Security Week reports "Properl+Fuchs did release some patches and workarounds last year after being notified about the vulnerabilities, but the company’s response was limited due to the fact that the flaws existed in the Korenix firmware. SEC Consult’s initial attempts to get Korenix to patch the vulnerabilities failed, until late November 2020, when the company had been preparing to make its findings public." Westermo for PMI-110-F2G and Pepperl+Fuchs for Comtrol RocketLinx industrial switches also use the same firmware made for Jetnet Industrial switches by Korenix. Beijer Electronics Group owns both Westermo and Pepperl+Fuchs. 
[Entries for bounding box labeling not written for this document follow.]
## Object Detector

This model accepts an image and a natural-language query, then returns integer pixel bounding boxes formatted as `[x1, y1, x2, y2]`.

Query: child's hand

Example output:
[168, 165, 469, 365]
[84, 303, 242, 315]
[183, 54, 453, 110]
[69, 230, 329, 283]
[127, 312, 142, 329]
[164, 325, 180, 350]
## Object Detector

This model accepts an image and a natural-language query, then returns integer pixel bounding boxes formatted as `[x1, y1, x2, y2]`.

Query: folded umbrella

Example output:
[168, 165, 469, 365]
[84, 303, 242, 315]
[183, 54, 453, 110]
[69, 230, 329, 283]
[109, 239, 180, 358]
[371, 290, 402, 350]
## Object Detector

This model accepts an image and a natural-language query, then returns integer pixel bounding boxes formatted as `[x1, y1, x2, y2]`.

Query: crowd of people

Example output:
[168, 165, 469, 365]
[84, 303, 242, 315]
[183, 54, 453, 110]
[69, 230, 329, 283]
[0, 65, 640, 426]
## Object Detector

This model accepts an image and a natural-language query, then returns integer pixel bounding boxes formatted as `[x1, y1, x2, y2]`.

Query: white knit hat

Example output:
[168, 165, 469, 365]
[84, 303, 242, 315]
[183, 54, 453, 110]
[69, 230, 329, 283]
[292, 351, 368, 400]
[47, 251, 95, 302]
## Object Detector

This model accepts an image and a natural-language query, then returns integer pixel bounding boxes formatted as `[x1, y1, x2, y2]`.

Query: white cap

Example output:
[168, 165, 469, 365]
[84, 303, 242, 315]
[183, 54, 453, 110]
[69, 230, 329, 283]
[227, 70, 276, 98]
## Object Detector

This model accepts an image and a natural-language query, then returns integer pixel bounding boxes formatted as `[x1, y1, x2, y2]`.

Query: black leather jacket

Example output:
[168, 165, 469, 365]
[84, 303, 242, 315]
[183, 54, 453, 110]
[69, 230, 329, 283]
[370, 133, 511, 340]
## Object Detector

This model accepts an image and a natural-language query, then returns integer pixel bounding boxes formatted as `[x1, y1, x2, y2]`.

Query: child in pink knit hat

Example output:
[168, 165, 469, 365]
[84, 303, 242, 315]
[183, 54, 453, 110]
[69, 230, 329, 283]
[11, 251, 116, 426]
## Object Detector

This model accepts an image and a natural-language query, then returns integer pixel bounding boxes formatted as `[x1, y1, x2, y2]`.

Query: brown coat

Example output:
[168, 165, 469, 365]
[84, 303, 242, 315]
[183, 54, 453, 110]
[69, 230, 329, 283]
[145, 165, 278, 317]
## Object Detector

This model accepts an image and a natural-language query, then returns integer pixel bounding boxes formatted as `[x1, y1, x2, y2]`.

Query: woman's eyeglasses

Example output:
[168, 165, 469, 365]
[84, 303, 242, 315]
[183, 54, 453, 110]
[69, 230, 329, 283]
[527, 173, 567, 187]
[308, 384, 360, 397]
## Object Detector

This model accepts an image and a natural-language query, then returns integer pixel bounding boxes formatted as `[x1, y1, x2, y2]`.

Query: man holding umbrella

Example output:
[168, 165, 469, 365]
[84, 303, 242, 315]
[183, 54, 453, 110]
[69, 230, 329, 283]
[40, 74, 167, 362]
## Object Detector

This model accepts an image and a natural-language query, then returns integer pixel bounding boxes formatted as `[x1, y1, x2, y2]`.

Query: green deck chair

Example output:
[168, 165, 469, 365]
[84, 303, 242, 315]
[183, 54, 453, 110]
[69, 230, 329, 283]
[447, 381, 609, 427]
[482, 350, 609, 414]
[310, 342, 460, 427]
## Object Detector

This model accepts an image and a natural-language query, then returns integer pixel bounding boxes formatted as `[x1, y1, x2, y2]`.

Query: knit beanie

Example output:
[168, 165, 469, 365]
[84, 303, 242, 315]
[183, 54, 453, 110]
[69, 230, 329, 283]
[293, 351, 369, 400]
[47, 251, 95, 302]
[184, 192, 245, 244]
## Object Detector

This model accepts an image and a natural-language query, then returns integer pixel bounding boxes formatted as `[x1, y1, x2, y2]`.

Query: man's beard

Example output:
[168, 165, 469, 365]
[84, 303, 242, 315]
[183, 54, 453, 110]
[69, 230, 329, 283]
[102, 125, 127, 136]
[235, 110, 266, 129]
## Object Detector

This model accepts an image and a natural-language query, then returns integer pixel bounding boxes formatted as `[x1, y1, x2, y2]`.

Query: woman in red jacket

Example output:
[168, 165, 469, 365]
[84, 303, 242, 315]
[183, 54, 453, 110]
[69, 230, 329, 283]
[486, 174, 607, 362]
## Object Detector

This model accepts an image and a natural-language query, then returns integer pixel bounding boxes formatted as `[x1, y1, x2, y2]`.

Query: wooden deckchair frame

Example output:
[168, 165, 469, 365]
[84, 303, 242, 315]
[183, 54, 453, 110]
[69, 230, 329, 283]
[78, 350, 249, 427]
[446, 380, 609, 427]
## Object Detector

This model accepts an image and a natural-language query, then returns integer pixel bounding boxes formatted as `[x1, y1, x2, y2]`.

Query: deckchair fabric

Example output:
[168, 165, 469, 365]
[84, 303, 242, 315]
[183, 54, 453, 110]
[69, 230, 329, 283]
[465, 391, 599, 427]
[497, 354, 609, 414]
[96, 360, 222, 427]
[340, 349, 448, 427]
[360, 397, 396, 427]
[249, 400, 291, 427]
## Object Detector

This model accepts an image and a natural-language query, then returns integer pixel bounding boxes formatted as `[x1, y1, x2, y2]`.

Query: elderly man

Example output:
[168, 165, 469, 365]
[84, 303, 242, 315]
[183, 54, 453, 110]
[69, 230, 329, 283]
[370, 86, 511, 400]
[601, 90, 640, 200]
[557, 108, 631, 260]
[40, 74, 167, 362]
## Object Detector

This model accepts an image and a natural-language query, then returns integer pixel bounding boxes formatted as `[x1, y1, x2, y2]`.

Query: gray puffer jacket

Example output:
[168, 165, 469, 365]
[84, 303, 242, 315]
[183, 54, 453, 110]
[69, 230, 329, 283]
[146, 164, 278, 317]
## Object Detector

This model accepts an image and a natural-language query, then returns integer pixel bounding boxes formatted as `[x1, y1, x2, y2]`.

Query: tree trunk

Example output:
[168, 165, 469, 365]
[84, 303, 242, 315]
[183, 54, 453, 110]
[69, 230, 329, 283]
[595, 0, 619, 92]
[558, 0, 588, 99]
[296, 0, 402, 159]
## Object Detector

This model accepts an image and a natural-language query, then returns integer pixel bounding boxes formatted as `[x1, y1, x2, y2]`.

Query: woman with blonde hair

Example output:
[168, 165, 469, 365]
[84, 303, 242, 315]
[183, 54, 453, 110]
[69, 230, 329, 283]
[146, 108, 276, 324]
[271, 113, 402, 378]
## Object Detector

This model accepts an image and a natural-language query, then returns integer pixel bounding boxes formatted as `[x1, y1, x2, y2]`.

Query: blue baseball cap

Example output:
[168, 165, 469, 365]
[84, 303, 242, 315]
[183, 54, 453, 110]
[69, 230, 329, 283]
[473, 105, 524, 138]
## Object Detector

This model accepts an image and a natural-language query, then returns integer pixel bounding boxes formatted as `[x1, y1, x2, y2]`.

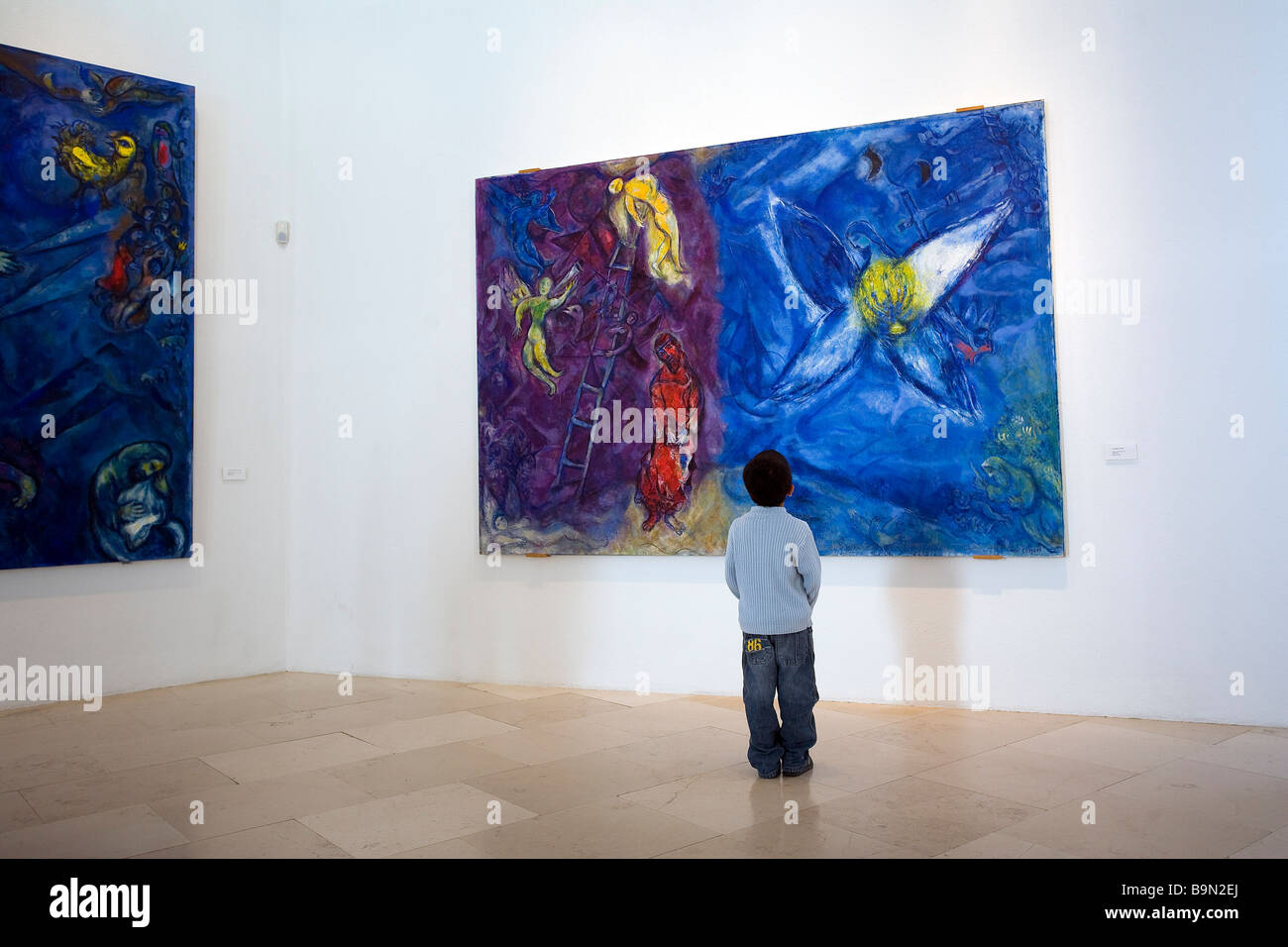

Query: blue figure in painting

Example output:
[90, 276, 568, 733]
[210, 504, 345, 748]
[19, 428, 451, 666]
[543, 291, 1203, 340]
[0, 47, 194, 569]
[492, 188, 563, 277]
[93, 442, 187, 562]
As per SEC consult, the companies which made these devices have the same firmware base, hence, a single vulnerability affects all of them. SEC Consult found 5 kinds of vulnerabilities, assigned high severity, and critical ratings. It includes unauthorised device administration, cross-site request forgery, authentication command injection, TFTP file/read/write issues, and backdoor accounts. If a hacker has network access, he can attack a device and make unauthorised changes in configuration, steal sensitive data, or make it enter into a DoS state. The affected devices are used in automation, transportation, heavy industry, surveillance, power and energy, and other sectors. 

These switches, according to experts, hold a crucial position in a network and attacker can exploit these vulnerabilities and disruption the connection to the attached network systems.  Apart from releasing firmware updates for the security fixes, Korenix has also suggested some measures to prevent from potential threats. "This vulnerability can also be exploited via Cross-Site Request Forgery attacks as there is no protection for that kind of attack. The NMS (Network Management System) of Korenix, also known as JetView or Korenix NMS, communicates via UDP and triggered all actions without prior authentication," reports Security Week.